Auf das Video von Rezo hat die CDU mit einer elfseitigen PDF-Datei geantwortet. Das ist, als würde die CDU nur noch Instagram-Storys machen, um ihre Wähler zu erreichen. Die Kernwähler-Gruppe der CDU – bei der Europawahl war die Partei unter den 60-Jährigen am Stärksten – guckt wohl eher keine Insta-Storys, genauso wie sich kaum ein wütender Jugendlicher eine elfseitige PDF-Datei durchliest. Liebe CDU, so erreicht ihr keine jungen Leute, auch wenn wir alle froh sind, dass uns ein peinliches Philipp-Amthor-Antwortvideo erspart geblieben ist. Annegret Kramp-Karrenbauer denkt darüber nach, das Internet im Wahlkampf mehr zu regulieren und der CDU-Bundestagsabgeordnete Thomas Bareiß empfiehlt jungen Leuten in einem Tweet, den er mittlerweile wieder gelöscht hat, erst mal richtig Geld zu verdienen, bevor sie politisch mitsprechen wollen.

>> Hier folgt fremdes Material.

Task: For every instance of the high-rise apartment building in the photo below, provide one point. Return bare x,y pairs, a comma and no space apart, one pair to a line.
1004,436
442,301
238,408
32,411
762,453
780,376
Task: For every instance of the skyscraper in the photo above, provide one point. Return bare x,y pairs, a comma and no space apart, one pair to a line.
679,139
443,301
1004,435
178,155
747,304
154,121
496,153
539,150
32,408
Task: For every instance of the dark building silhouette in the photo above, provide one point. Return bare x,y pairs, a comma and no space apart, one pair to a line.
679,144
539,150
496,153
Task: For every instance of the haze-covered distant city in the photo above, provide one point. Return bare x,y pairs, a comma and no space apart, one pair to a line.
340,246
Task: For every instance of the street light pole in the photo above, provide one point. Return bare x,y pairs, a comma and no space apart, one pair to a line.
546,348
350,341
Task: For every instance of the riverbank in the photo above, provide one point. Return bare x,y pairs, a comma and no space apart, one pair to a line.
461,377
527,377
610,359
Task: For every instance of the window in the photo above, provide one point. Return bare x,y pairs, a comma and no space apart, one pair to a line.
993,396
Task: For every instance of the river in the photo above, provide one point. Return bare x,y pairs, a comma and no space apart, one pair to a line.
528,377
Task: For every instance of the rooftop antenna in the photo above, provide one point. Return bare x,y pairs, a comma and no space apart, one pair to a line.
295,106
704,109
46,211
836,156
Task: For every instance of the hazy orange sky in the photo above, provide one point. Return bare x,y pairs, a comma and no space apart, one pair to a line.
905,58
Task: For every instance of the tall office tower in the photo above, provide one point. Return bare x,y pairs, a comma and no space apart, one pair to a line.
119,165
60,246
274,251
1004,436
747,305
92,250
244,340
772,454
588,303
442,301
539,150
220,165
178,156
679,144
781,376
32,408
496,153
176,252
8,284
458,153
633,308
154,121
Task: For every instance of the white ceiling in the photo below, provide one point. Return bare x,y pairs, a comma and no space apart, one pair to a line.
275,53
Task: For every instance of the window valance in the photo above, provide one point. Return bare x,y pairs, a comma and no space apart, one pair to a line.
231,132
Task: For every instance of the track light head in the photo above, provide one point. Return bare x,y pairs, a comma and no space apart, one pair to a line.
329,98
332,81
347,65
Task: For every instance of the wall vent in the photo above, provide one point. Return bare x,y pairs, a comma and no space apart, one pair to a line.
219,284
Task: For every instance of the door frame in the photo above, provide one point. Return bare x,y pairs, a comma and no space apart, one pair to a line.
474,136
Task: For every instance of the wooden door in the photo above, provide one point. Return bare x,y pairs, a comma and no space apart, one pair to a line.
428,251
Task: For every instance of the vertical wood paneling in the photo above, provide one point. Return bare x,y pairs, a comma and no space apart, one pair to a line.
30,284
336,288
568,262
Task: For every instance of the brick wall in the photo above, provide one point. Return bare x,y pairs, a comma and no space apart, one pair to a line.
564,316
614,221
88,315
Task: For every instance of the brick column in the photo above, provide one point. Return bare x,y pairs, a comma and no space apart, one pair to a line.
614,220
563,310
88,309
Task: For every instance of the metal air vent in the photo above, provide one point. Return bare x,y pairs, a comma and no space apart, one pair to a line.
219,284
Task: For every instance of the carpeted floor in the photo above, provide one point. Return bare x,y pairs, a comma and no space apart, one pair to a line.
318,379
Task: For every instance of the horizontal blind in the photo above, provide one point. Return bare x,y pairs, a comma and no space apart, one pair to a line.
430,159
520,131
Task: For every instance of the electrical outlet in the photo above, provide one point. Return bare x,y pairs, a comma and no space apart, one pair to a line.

Das ist alles so was von daneben, dass man sich als junger Mensch von euch einfach nur verarscht vorkommt. Es zeigt, dass sachlicher Diskurs, wie ihn die CDU ja immer fordert, zwischen der jungen Generation und der Regierungspartei gerade nicht möglich ist, weil sich beide viel zu sehr voneinander entfernt haben. Anscheinend braucht es diese, ja, sehr populistischen Videos von einem Youtuber wie Rezo, dass die CDU kapiert, dass sie es sich bei jungen Menschen versaut hat.